The relevant libraries i'm using are azure-eventhub and azure-eventhub-checkpointstoreblob-aio

Here are relevant snippets of the code I'm using (I used this tutorial as a guide):

import asyncio
from azure.eventhub.aio import EventHubConsumerClient, EventHubProducerClient
from azure.eventhub import EventData
from azure.eventhub.extensions.checkpointstoreblobaio import BlobCheckpointStore
async def on_event(partition_context, event):
    await partition_context.update_checkpoint(event)
    #<do stuff with event data>
checkpoint_store = BlobCheckpointStore.from_connection_string(blob_connection_string, container_name)
client = EventHubConsumerClient.from_connection_string(connection_str, consumer_group, eventhub_name=input_eventhub_name, checkpoint_store=checkpoint_store)

async def main():
  async with client:
    await client.receive(
      on_event=on_event,
    )
    print("Terminated.")

if __name__ == '__main__':
    loop = asyncio.get_event_loop()
    loop.run_until_complete(main())

The issue seems to be solely with blob storage checkpointing; if I comment out 'checkpoint_store=checkpoint_store' when creating the consumer client everything runs with no issues.

The connection to the blob storage appears fine, as I did some digging and found that in the blob storage some folders, 'checkpoint' and 'ownership', were created: blob storage snapshot The latter of which contains some files with an 'ownerid' in their metadata: owner files metadata

I.e. the key definitely exists. What I think is happening is that the EventProcessor is trying to fetch the ownership metadata of these blobs, but is somehow failing to do so. If anyone has any idea as to how to fix this I would very much appreciate it!

2 Answers2

3

This looks like a problem retrieving "ownerid" from one of the blobs. Could you do me a favor to test these scenarios?

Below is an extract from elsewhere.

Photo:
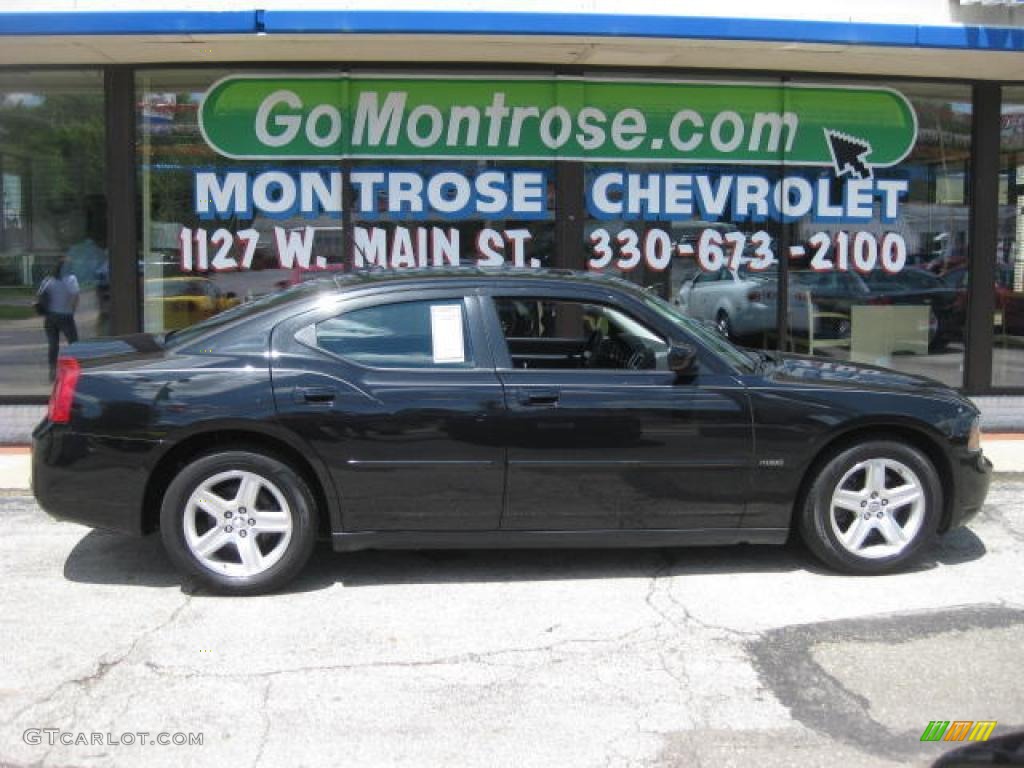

  1. Remove everything from the blob container and retry.
  2. If the problem still exists, could you check every blob if they all have metadata "ownerid"?
  3. If the problem still exists, could you replace line 144 of file azure.eventhub.extensions.checkpointstoreblobaio._blobstoragecsaio.py in library azure-eventhub-checkpointstoreblob-aio version 1.1.0 with the following and retry?
"owner_id": blob.metadata.get("ownerid"),
Xie Yijun
  • 96
  • 2
  • Line 144 in the checkpointstoreblobaio sourcecode was indeed causing the issue, replacing it with your edit solved it. Thanks a lot! – Ramon Samuel Aug 12 '20 at 04:28
  • Thanks Ramon for the test. I don't know if this change has any side effect now. Let me know if you observe any problems. I created a [github issue](https://github.com/Azure/azure-sdk-for-python/issues/13060) in the repo to track this problem. – Xie Yijun Aug 12 '20 at 05:55
  • I can't reproduce it in my environment. Could you tell me your python version and os version? – Xie Yijun Aug 12 '20 at 06:50
  • In addition to editing line144, I also had to replace line 244 with `"offset": blob.metadata.get("offset"),` and line 255 with `"sequence_number": blob.metadata.get("sequencenumber"),` to fix it completely. I'm currently developing and testing in an azure databricks environment (Databricks Runtime 7.0 ML) – Ramon Samuel Aug 12 '20 at 09:15
  • I also had this same issue on my local machine running python 3.8.5, and windows 10 build 18362.959 – Ramon Samuel Aug 12 '20 at 09:22
  • This suppresses the errors but may not be the solution. The load balancer needs "ownerid" to tell which process owns which partition, and uses partition "offset" as the checkpoint data to resume receiving after restarting the process. The problem is why these important metadata information is NOT correctly retrieved while they're in the blob metadata. I tested with Python 3.8.5 on my windows 10 machine but didn't reproduce the same problem. I'll continue to look for the root cause. Is it possible for you to try it in a Python 3.7 64bit env in your machine? – Xie Yijun Aug 12 '20 at 20:52
  • I might have found what's causing the issue; I tested in fresh a venv with python 3.7.7 64bit installed. I created two new storage accounts from scratch (azure general storage v1 and v2) and made new containers in each. The issue only occured (and kept occuring) when I used azure storage V2 for checkpointing; Everything ran fine when I instead connected to the azure storage V1 account. This might be worth looking into. – Ramon Samuel Aug 13 '20 at 10:25
  • Appreciate you Ramon for this finding. This helped me a lot. Will look into it and update you. – Xie Yijun Aug 13 '20 at 21:33
  • @RamonSamuel I tested in both azure general storage v1 and v2. I didn't see a problems. Did your storage account v2 use any features other than the default settings from the azure portal? And what is the region of the storage resource? I tested with west-us-2. I can create a resource in your region to test. – Xie Yijun Aug 25 '20 at 00:31
  • I used default settings on both accounts, the region is Australia-East – Ramon Samuel Aug 26 '20 at 08:58
1

The root cause is that the list_blobs functionality of the storage sdk when called on a v2 storage blob with data lake enabled (hierarchical namespace) will not only get the per-partition checkpoint/ownership but also get the parent blob node which contains no metadata.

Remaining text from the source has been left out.